Each CVE is intended to represent a single vulnerability. Potential CVEs are more likely to be split up for finer granularity than merged.

The current guidance for this process is the Process to Correct Counting Issues, and the section on merging only describes using it to address "resolving multiple CVE IDs assigned to a single vulnerability". A merge is not intended to describe a chain of vulnerabilities.


multiple exploits, each not accomplishing anything significant on their own

So, an exploit is when you get the system to behave in a way that is contrary to its design and documentation.

Let's use an example. Suppose you can convince a system to flip a bit in memory somewhere that doesn't have a specific value it's supposed to be---maybe because it's in an unallocated region at the moment. If you are authorized to allocate or use memory on the system, that's probably not an exploit, but it would still be an exploit if their design/specification forbids that behavior. If you are not supposed to be capable of doing that, then it's an exploit regardless of its practicality.

If you need 10 steps to fully exploit a system, it's possible---and fairly common---for 2-3 of those actions to be actual exploits while the other 7-8 steps are setup work or post-exploit configuration.

So, look at your list of "exploits" and ask for each one: "Given the state of the system before I take this step, should I be able to do it?"

If the answer is "Yes, this is permissible" then that action is a prep/post step. If it's a No, then it's an exploit.

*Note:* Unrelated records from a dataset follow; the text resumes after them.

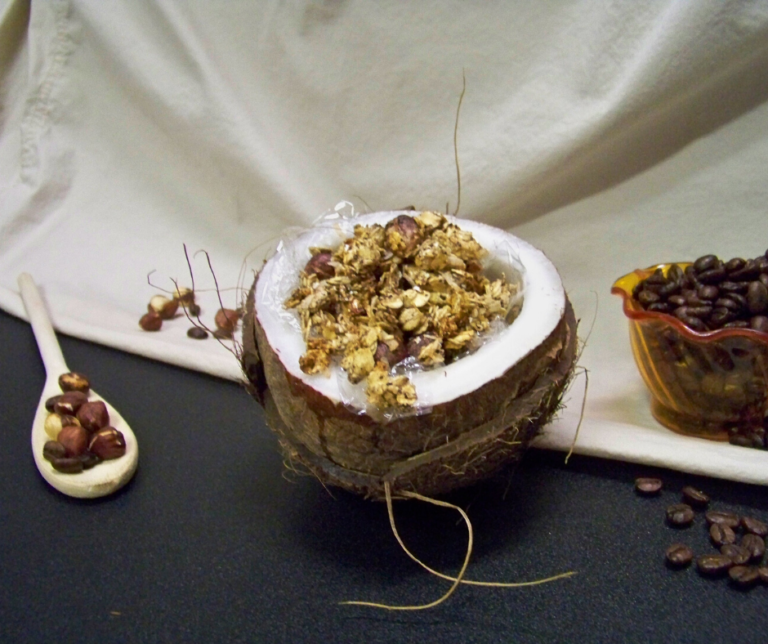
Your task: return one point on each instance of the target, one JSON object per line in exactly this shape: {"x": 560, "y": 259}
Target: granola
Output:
{"x": 411, "y": 293}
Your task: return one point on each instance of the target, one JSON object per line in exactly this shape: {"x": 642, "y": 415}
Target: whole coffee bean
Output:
{"x": 727, "y": 287}
{"x": 720, "y": 317}
{"x": 679, "y": 555}
{"x": 721, "y": 534}
{"x": 675, "y": 273}
{"x": 757, "y": 297}
{"x": 704, "y": 263}
{"x": 713, "y": 565}
{"x": 740, "y": 299}
{"x": 648, "y": 486}
{"x": 53, "y": 449}
{"x": 723, "y": 517}
{"x": 691, "y": 277}
{"x": 680, "y": 515}
{"x": 740, "y": 440}
{"x": 669, "y": 289}
{"x": 727, "y": 303}
{"x": 197, "y": 333}
{"x": 694, "y": 497}
{"x": 754, "y": 526}
{"x": 737, "y": 554}
{"x": 712, "y": 276}
{"x": 695, "y": 324}
{"x": 708, "y": 292}
{"x": 67, "y": 465}
{"x": 744, "y": 576}
{"x": 759, "y": 323}
{"x": 647, "y": 297}
{"x": 754, "y": 544}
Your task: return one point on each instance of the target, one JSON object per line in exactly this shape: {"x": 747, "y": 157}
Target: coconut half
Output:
{"x": 472, "y": 417}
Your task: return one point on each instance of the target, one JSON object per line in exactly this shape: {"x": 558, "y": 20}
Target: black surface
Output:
{"x": 213, "y": 541}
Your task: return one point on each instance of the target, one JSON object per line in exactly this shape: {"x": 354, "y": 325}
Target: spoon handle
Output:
{"x": 49, "y": 347}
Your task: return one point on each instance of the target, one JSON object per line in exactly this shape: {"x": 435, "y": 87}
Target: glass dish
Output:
{"x": 702, "y": 384}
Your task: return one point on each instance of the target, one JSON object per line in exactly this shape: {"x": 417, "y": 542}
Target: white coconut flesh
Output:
{"x": 543, "y": 306}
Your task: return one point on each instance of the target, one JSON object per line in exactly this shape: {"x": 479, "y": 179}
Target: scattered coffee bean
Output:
{"x": 680, "y": 515}
{"x": 197, "y": 333}
{"x": 744, "y": 576}
{"x": 694, "y": 497}
{"x": 738, "y": 554}
{"x": 648, "y": 486}
{"x": 754, "y": 526}
{"x": 722, "y": 517}
{"x": 721, "y": 534}
{"x": 679, "y": 555}
{"x": 713, "y": 565}
{"x": 755, "y": 545}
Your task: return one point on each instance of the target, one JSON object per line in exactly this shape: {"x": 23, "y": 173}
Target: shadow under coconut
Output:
{"x": 356, "y": 533}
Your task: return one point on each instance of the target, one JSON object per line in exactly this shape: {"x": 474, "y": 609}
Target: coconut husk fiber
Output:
{"x": 454, "y": 445}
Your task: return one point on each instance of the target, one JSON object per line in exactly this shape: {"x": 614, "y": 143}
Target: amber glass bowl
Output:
{"x": 702, "y": 384}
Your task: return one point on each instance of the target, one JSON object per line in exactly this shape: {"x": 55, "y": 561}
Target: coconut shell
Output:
{"x": 455, "y": 444}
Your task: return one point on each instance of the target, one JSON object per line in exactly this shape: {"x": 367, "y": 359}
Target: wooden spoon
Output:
{"x": 107, "y": 476}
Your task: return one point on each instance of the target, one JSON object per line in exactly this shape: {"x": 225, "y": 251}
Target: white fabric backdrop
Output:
{"x": 610, "y": 134}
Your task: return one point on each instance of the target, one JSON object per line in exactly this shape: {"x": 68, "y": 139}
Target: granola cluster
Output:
{"x": 411, "y": 293}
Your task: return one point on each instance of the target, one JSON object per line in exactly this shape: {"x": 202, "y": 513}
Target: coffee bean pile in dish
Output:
{"x": 79, "y": 429}
{"x": 711, "y": 294}
{"x": 699, "y": 336}
{"x": 409, "y": 350}
{"x": 738, "y": 541}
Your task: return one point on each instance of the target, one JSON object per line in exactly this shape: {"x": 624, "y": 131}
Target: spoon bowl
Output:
{"x": 106, "y": 477}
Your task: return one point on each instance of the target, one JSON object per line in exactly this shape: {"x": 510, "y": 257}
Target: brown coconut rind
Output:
{"x": 457, "y": 443}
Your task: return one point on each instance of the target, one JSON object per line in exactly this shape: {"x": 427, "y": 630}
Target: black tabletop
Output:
{"x": 214, "y": 540}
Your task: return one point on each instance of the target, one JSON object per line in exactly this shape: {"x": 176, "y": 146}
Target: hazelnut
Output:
{"x": 197, "y": 333}
{"x": 55, "y": 422}
{"x": 403, "y": 235}
{"x": 68, "y": 404}
{"x": 89, "y": 460}
{"x": 74, "y": 439}
{"x": 320, "y": 265}
{"x": 93, "y": 415}
{"x": 388, "y": 356}
{"x": 194, "y": 310}
{"x": 74, "y": 382}
{"x": 163, "y": 306}
{"x": 151, "y": 321}
{"x": 53, "y": 449}
{"x": 222, "y": 334}
{"x": 107, "y": 443}
{"x": 184, "y": 296}
{"x": 226, "y": 320}
{"x": 67, "y": 464}
{"x": 52, "y": 401}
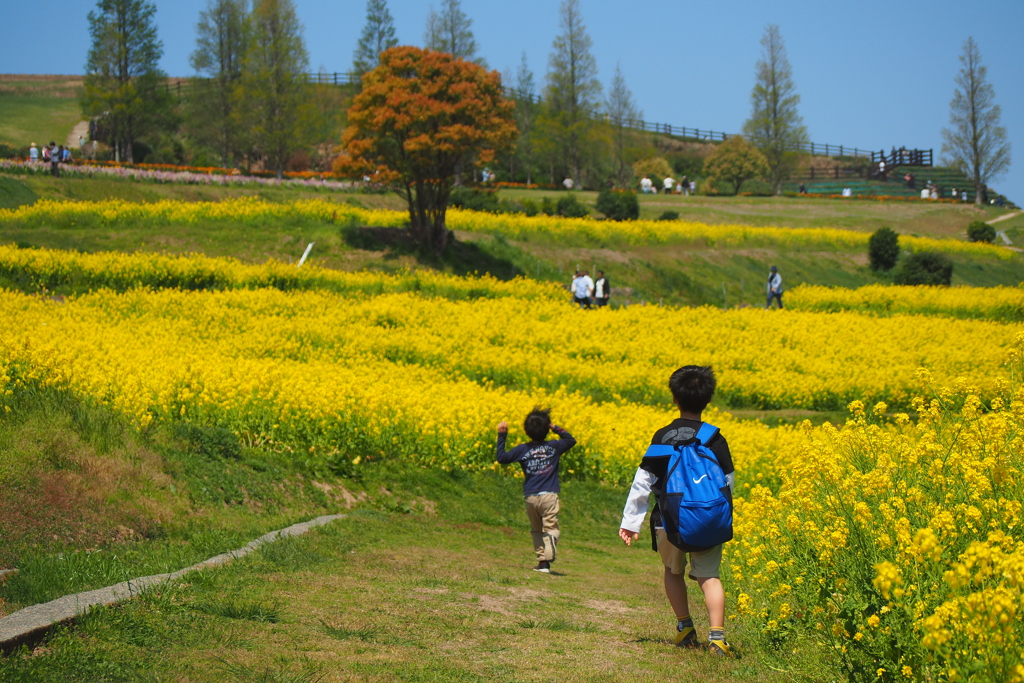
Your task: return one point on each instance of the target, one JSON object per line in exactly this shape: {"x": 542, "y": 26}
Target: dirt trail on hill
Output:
{"x": 81, "y": 130}
{"x": 1006, "y": 217}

Depending on the target, it may help to contact the vendor with your proof of concept code. Their documentation, support staff, or security team should be able to clarify where the software is not acting as intended. At each point where this is the case, you would submit a separate CVE.

On their end, the vendor may patch your CVEs individually or in a single release, but that has no bearing on the number of vulnerabilities/CVEs.